Over the past couple of months, I’ve written several posts about structured data markup and the increasing importance of building machine-readable context and descriptions into content that’s created for the web. Structured data is already used by the major search engines to provide enhanced search result listings, and it’s also used by mobile search providers to produce more accurate local search results.

The trouble is that the world of structured data isn’t all nice, neat and orderly. There’s no single standard “how to” on using structured data markup. The W3C — the organization that develops and manages most of the web’s open standards — recommends two different structured data specifications. The Resource Description Framework in Attributes (RDFa) was developed over a period of years by a W3C working group. The Microdata specification was promoted primarily by the major search players (Google, Yahoo and Bing), and then taken on by another W3C working group in a sort of shotgun wedding.

When there are two standards, is anything really “standard”? More or less. With a little ingenuity, Microdata can be used as a subset of RDFa. The markup vocabularies aren’t interchangeable, but Microdata coding can be used inside of a document that’s written using RDFa specifications. It’s confusing enough, though, that you need to have a firm idea about what’s going on before you start working the code into your website.

If you’re interested in delivering semantic information about your content primarily to the major search engines, Microdata is certainly the easier of the two markup formats to use. It’s vocabulary is managed through Schema.org and is pretty tightly controlled. RDFa, on the other hand, is a very open standard. The syntax, or “format” used in RDFa is managed through a broad-based W3C working group — but almost any person or organization can create an RDFa descriptive vocabulary, known as a schema (not to be confused with Schema.org).
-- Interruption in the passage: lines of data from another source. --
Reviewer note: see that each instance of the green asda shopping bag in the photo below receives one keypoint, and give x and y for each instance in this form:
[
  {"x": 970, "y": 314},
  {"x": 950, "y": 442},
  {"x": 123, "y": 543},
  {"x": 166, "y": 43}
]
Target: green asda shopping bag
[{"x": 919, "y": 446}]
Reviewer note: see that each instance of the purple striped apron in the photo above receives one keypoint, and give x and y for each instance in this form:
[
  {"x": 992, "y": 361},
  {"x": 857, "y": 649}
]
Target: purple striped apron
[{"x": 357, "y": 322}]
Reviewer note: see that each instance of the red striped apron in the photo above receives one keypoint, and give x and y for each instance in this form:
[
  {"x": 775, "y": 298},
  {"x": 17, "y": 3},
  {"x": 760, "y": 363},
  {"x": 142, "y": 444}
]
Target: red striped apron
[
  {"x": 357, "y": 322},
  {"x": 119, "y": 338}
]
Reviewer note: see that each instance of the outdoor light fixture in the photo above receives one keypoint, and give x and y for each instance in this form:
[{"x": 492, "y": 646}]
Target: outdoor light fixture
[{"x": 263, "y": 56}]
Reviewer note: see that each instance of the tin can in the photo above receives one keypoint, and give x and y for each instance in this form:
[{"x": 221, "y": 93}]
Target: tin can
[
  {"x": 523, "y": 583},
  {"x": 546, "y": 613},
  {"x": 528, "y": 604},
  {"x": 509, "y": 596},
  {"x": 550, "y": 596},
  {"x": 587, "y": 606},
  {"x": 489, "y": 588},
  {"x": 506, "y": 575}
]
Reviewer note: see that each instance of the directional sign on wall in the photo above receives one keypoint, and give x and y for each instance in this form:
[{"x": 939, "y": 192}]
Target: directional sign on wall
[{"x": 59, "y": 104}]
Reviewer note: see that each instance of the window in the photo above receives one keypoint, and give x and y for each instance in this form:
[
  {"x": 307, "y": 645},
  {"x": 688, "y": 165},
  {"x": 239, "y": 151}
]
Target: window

Some schemas, such as Dublin Core or Friend of a Friend, are commonly used and referenced in millions of online documents. Schema.org — the name is a hint here — also promotes a widely used schema. But RDFa makes the creation of roll-your-own schemas relatively easy, which has resulted in the appearance of numerous, subject-specific vocabularies.

How useful are some of these rather obscure, very specific schemas? Only time will tell, I suppose. In the meantime, it seems the best practice is to keep your structured data markup as simple as possible and use only widely accepted schemas.